Every so often a new neural network makes headlines for solving a computation problem. It is sometimes hard for me to judge how impressive these achievements are without diving into the details of the models. But my criteria are always the same and it should be easy for those who are familiar with their models to evaluate based on these criteria. For this purpose I have made a flowchart for how impressed I would be at a neural network. If you know of a new neural net that reaches “wow” please let me know about it, and if it reaches “mind-blown” you have permission to wake me up in the middle of the night – since I know no examples.
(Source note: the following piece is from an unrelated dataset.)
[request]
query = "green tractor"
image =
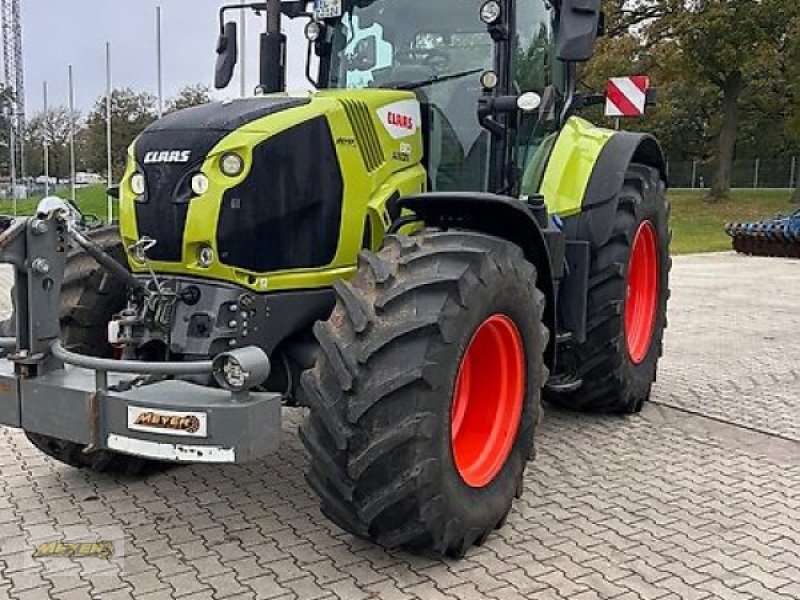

Computation is usually conceptualized in terms of input/output functions. For instance, to compute the square root of a number is to somehow solve the function that takes a number as an input and outputs its square root. It is commonly stated that feed-forward neural networks are “universal approximators” meaning that, in theory, any function can be approximated by a feed-forward neural network. Here are some examples of this idea being articulated:
“One of the most striking facts about [feed-forward] neural networks is that they can compute any function at all.”
“In summary, a feed-forward network with a single layer is sufficient to represent any function [to an arbitrary degree of accuracy],…”
– Deep Learning (Section 6.4.1 Universal Approximation Properties and Depth), Ian Goodfellow
“…but can we solve anything? Can we stave off another neural winter coming from there being certain functions that we cannot approximate? Actually, yes. The problem of not being able to approximate some function is not going to come back.”